Josh also had an appointment with his neurosurgeon who he hasn’t seen since his early days at Mary Free Bed. In fact the last time he saw Josh he was only speaking in whispers and was just beginning to walk. So you can imagine his delight to listen to him speaking clearly and showing off his walking ability as well as the movement he’s gotten back in his shoulder and arm. He is very pleased with how he’s progressing so far and said that this will in general be a two year recovery period. It’s unclear how much of the deficits he’s experiencing will continue to improve but we need to remember this is a long process so it’s hard to say what will or won’t happen. He’ll be having check in appointments with him a bit more often now, and they’ll be pairing them with his MRI checks that the oncologist schedules. The next one will be in late October.
Finally he had a check up with Dr. Voss at Mary Free Bed as well. Our appointment went very well and she too is happy to see the progress he is continuing to make since he left at the end of June. She’s considering whether or not to do another round of Botox for him, but has decided to hold off on that until after his chemo cycles are done. We’ll visit her again in January and see how things are then. And of course we couldn’t go to Mary Free Bed without visiting with our most favorite people on the Pediatric floor! Josh was so excited to see everyone and loved showing off how he was doing. Many commented how tall he looked now, as he is standing up much straighter and showing them his full 6 ft height. While we were there he even walked down to see his old room, though he couldn’t go in because another patient is calling it home for now. Josh is eager to stop by again when we have the chance on one of our many trips to Grand Rapids.
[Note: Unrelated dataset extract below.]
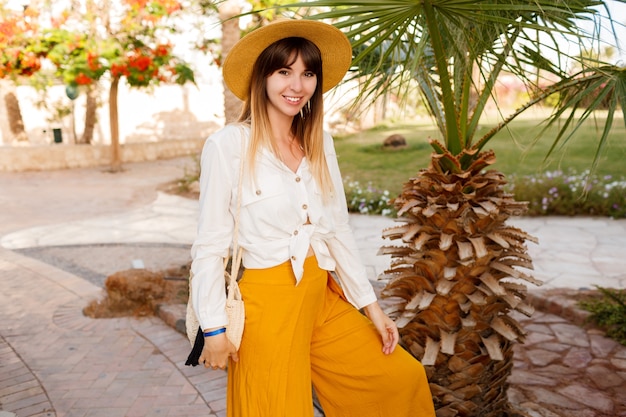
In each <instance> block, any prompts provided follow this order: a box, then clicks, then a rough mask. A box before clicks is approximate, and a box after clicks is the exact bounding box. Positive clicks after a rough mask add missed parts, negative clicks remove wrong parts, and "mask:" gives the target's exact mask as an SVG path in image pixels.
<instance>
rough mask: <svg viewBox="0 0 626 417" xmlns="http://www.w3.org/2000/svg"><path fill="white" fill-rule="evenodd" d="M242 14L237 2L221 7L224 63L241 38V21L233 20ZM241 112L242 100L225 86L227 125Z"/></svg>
mask: <svg viewBox="0 0 626 417" xmlns="http://www.w3.org/2000/svg"><path fill="white" fill-rule="evenodd" d="M239 13H241V7H240V6H239V5H238V3H237V2H236V1H232V0H228V1H225V2H223V3H222V5H221V6H220V7H219V16H220V20H221V21H222V62H223V60H224V59H226V55H228V52H229V51H230V49H231V48H232V47H233V45H234V44H235V43H237V41H238V40H239V38H240V37H241V31H240V29H239V19H231V18H232V17H233V16H236V15H238V14H239ZM240 112H241V100H239V99H238V98H237V97H236V96H235V95H234V94H233V93H231V92H230V90H229V89H228V87H226V84H224V119H225V122H226V123H229V122H233V121H235V120H237V118H238V117H239V113H240Z"/></svg>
Next week we will having a meeting with the school to begin discussions on what our plan will be going forward on that front. I know Josh really wants to go back to school (not many times in his school career where that’s been the case. lol), but we’ll have to work together to figure out a plan that’s in his best interest while he recovers. We’ll keep you all posted.
Thanks so much again for all of the love and support! It means so much!